Catholic Information Service for Africa (Nairobi)

February 12, 2003
Posted to the web February 12, 2003

Representatives from various religions in East Africa have laid the foundation for dialogue across faiths in the region.

Forty delegates from Kenya, Uganda and Tanzania held a one-day seminar on Saturday February 8, 2003 at the Methodist Guest House, Nairobi, under the theme ‘Healing Nations.’

The Inter-Religious Seminar brought together delegates from Christian Churches, the Islamic and the Bahai faiths.

Among key fruits of the seminar was the suggestion to forge an inter-religious forum for East African, with legal and other accreditation given by the East African Community.

According to Dr Johnshon Mbillah of the Program for Christian Muslim Relations in Africa (PROCMURA), such efforts at dialogue should include all religious groupings, but tread carefully where theological principles are concerned.

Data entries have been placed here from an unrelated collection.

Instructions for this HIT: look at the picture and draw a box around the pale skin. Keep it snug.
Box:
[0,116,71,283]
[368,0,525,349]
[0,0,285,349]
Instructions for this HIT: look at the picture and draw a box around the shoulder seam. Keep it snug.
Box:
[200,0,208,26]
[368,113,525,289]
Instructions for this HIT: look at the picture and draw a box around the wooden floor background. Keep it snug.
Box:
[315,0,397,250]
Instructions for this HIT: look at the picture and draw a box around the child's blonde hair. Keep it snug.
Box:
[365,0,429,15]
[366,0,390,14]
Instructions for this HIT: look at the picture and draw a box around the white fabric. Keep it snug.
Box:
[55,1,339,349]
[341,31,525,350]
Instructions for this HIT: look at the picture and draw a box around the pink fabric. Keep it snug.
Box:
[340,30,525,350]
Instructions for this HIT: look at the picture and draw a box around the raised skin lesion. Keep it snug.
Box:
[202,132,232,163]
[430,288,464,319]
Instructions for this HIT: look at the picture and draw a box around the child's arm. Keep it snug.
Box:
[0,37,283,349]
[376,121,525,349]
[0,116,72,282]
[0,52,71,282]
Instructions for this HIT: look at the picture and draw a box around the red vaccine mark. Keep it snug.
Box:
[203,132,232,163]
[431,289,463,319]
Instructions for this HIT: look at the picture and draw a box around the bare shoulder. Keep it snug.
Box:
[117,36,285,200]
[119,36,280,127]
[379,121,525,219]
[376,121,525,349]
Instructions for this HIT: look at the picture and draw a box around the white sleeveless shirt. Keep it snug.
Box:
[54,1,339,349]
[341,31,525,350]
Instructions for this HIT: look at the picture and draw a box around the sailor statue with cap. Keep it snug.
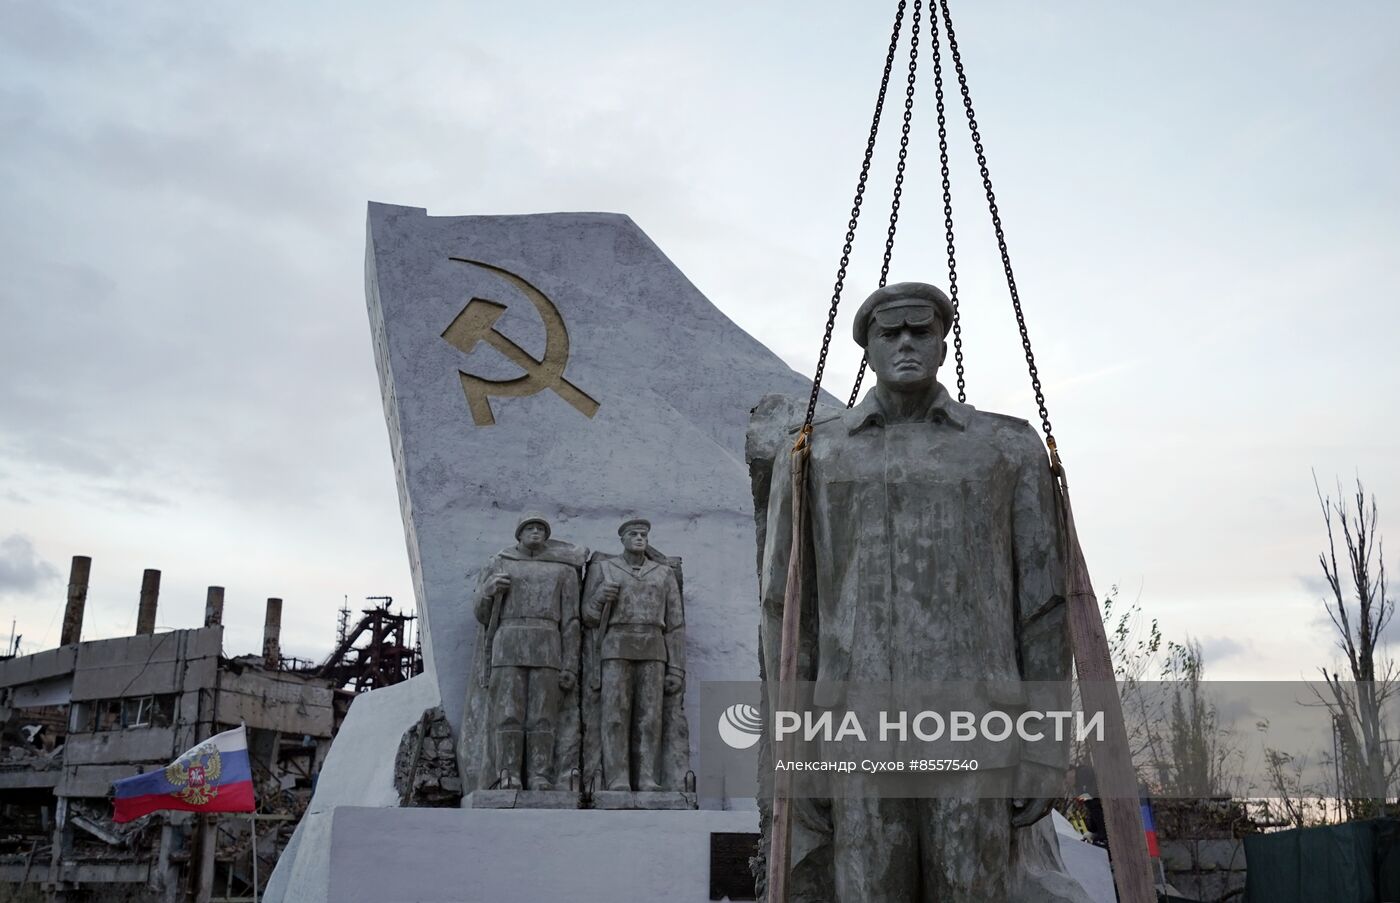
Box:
[473,514,584,791]
[754,283,1073,901]
[582,518,686,792]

“In the Christian-Muslim encounter,” he said, “There are those who gather and those who scatter. Cooperation is about those who gather. [But] We cannot afford to leave out the bigots and the zealots. Bring all on board.”

“The theological encounter,” he cautioned, “is reserved for the experts.” Participants examined what aspects of religion caused friction among the believers, and which promoted unity. They proposed to promote the latter.

The seminar was sponsored by German-based organizations: Bread for the World, Misereor, and the Islamic Community Milli Görüs represented by Dr Mustafa Yoldas at the event. It was organised in East Africa by Chemchemi ya Ukweli, an interfaith organization in Kenya training people for active non-violence.

Chemchemi was given the mandate to liaise with inter-religious organizations in Uganda (and Tanzania towards establishing the regional body, and explore possibilities of holding a follow-up conference in about a year.

Christians were drawn from the Catholic and the Evangelical Lutheran Church and from the Christian Social Services Commission (CSSC), an ecumenical body of the Tanzania Episcopal Conference (TEC) and the Christian Council of Tanzania (CCT). Others came from the Quakers, the Church of Uganda.

Muslims present at the seminar represented national Islamic organizations in the three countries.

There were delegates from national inter-religious bodies from each country as well.

Already in each country, there are inter-religious organizations or achievements attributed to such joint efforts.

Uganda has the Inter-Religious Council of Uganda (IRCU), formed in 2001. The Inter-Religious Program (InterPro) there even has a regular publication, entitled ‘TOGETHER’. Tanzania has the Christian-Muslim Commission for Peace, Development and Conflict-Resolution in Tanzania (TUWWAMUTA), which had its first official consultation in 1999. In Kenya, faiths have achieved much in the social and political sphere under the umbrella body Ufungamano.

The seminar acknowledged that after September 11, 2001 attacks in America, the old divide between Islam and the West has been revived by voices on both sides of the divide.

The Nairobi seminar could be a product of an October 21-23, 2002 international conference in Germany that sought to explore possibilities of initiating inter-religious dialogue between Christians and Muslims and adherents of other faiths at all levels of the society in Africa.